Satellite based models may work on the time scales of hours up to days but would be highly inaccurate for prediction on short term time scale such as minutes. In such cases, local measurements and predictive models are developed for attempted accuracy of short term predictions. Multiple forecasting methods have to be employed to extend the prediction from seconds up to days. The forecasts rely on different information and the degree of physical information that is embedded in such a model changes from one method to another. Forecasting at a timescale, from seconds up to days in advance, the long term (satellite) and short term (local sensors) measurement and prediction has to be combined. To bridge the gap between different data sets and establish a smooth transition from prediction based on different data sets requires physical models to establish the coupling parameters between the two observational models.

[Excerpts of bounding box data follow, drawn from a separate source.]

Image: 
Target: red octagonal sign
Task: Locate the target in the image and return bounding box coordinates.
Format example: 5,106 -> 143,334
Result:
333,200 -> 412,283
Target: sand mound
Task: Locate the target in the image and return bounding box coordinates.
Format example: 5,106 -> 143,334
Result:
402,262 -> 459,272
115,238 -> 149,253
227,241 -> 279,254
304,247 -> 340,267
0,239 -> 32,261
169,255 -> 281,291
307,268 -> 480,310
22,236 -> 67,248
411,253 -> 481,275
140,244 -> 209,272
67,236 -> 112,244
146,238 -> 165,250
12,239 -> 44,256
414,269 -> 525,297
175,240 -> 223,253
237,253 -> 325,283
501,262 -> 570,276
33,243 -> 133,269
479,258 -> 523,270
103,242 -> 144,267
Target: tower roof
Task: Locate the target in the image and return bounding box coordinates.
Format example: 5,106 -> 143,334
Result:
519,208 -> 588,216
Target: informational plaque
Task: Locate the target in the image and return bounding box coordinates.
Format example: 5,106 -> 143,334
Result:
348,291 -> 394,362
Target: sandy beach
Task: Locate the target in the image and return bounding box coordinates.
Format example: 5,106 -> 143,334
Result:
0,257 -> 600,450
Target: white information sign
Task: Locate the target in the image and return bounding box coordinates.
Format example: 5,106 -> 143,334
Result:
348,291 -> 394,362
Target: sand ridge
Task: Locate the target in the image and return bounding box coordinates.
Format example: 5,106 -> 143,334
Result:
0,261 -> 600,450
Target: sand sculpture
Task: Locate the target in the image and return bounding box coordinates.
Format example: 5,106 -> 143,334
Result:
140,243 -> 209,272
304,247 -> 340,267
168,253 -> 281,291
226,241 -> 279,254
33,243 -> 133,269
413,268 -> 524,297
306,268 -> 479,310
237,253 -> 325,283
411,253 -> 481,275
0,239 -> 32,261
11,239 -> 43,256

Distributed sensor networks are commonly encountered today on large scale geographical areas, such as, for example, solar panels mounted nearby roads and highways systems used for monitoring traffic, solar panels on the roofs of houses that are distributed over large geographical areas, air quality measurement by government agencies that monitor sets of parameters in many cities across the world, satellite based observations or mobile sensor networks such as sensors that are integrated in cars or cell phones such as light sensors for turning on headlights at dusk or locations based on global positioning system (GPS) signals.
Local sensors that can be employed for short term forecasting include, for example, sky cameras to observe cloud movement, pyronometers to measure solar radiation, and corrosion sensors to predict the gaseous contamination of the atmosphere.